You would have all of these swift, inward conversations about responsibility and guilt and sadness when you walked down the street. Julia Vinograd makes that so clear in her poem…you would feel guilty, "like a mass murderer," she writes. Whew! Strong metaphor! But a pretty accurate description of the intensity of the sharp feelings, I'd say. When I would walk the streets of San Francisco, I would think of Katherine Lee Bates, who wrote the famous song "O Beautiful, for Spacious Skies…" Many of us know the first verse from memory, but fewer of us know the fourth verse, which has this elegant line "Thine alabaster cities gleam undimmed by human tears." Katharine Bates supposedly wrote that line remembering a trip to Sausalito, California. And the "alabaster city" she saw from that shore was none other than San Francisco, pastel white above the turquoise crystal bay. However, other than her accurate description of the city, the rest of the line is simply false. San Francisco is simply filled with people numb from crying so much, in doorways, in city parks, and yes, even down city streets as they argue with themselves about whether to give a quarter…or a dollar… or not. Indeed, according to certain advocacy groups I checked out, San Francisco joins New York and Atlanta as one of the three "meanest" cities in the United States in regard to their homeless population.

But here in Columbus I was startled to see almost no homeless people on the streets…at least not any that my ill-adjusted, newly-arrived eyes could see.
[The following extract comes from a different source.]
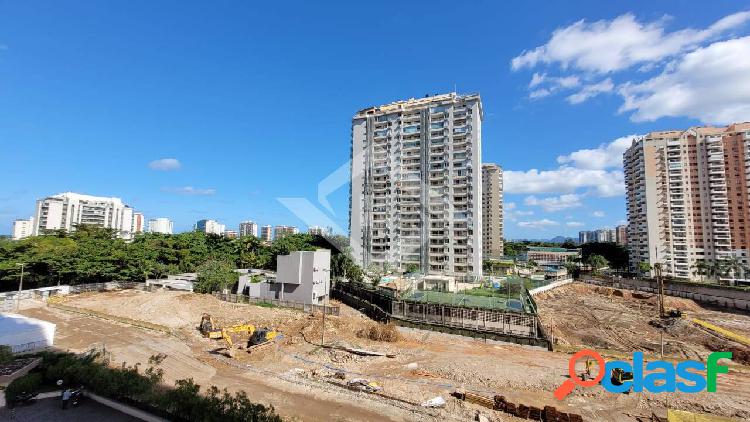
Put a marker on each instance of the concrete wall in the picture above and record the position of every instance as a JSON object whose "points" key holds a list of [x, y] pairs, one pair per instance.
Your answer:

Oh, I knew there were shelters and missions in town. I live only a few blocks from Faith Mission, after all, the institution for the homeless which members of this church support by cooking meals every other Friday. I knew enough about urban reality to know that there had to be homeless people in any United States metro area of more than a million population. But I just didn't see any visible homelessness here. And that made Columbus appear to be a much less painful city to live in than San Francisco ever was, both for those with homes and, apparently, for those without homes, since there seemed to be less of them.

But after a few months here, I remembered the truth, which some religions have preached for thousands of years is a fact in this case…just because something is invisible doesn't mean that it is not there. And this is certainly true about Columbus. Even when I could not see them, it remained that just under two percent of the population of Columbus as a whole was homeless…that amounts to about nine percent of the poverty population in this city. The poverty I am speaking about is destitution. I am talking about something very clear and even objective, based on income per person.
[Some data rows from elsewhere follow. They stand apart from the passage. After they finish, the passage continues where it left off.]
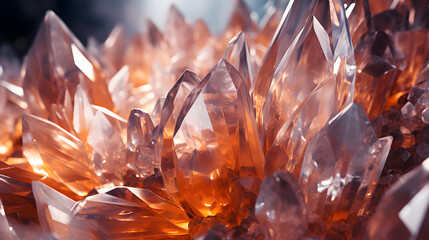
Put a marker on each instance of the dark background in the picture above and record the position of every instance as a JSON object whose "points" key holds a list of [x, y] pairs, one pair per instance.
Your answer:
{"points": [[20, 19]]}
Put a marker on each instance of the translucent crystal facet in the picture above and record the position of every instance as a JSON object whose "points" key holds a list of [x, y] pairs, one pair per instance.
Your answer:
{"points": [[117, 213], [52, 151], [403, 211], [52, 70], [299, 59], [280, 207], [215, 139], [345, 154]]}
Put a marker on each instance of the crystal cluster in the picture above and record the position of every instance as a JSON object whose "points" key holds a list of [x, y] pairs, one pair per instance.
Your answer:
{"points": [[311, 124]]}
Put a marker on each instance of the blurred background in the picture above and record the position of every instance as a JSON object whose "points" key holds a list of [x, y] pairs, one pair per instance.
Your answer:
{"points": [[20, 19]]}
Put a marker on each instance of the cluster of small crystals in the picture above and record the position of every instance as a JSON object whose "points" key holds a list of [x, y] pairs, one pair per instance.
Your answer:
{"points": [[313, 124]]}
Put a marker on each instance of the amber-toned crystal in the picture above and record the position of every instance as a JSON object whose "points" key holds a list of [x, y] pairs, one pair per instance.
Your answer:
{"points": [[140, 142], [52, 151], [5, 231], [123, 140], [374, 79], [49, 71], [19, 207], [403, 211], [344, 155], [287, 151], [280, 206], [118, 213], [169, 116], [299, 59], [238, 55], [215, 139]]}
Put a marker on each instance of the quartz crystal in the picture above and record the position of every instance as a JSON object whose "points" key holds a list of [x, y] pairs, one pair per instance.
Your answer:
{"points": [[280, 205], [305, 119], [215, 138], [344, 155], [403, 212]]}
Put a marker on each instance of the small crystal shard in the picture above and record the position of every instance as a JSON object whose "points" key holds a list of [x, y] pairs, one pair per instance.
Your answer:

So invisibility really doesn't tell us a thing.

And frankly, I think you might agree with me that, in the last three years, there has been a lot more visibility. You can often see men standing at the top of freeway exits, often with scribbled signs explaining why they are homeless or why they are after a dollar or two. Some proudly claim to be Vietnam Vets. Others simply hold signs which say "Out of work." You can see these men even out towards the far suburbs.

And even if you don't drive the freeways, you can read the newspaper. There have been articles in the Dispatch recently about "pan handlers" downtown, and how local civil servants are looking to control their activities with various nuisance laws and directives.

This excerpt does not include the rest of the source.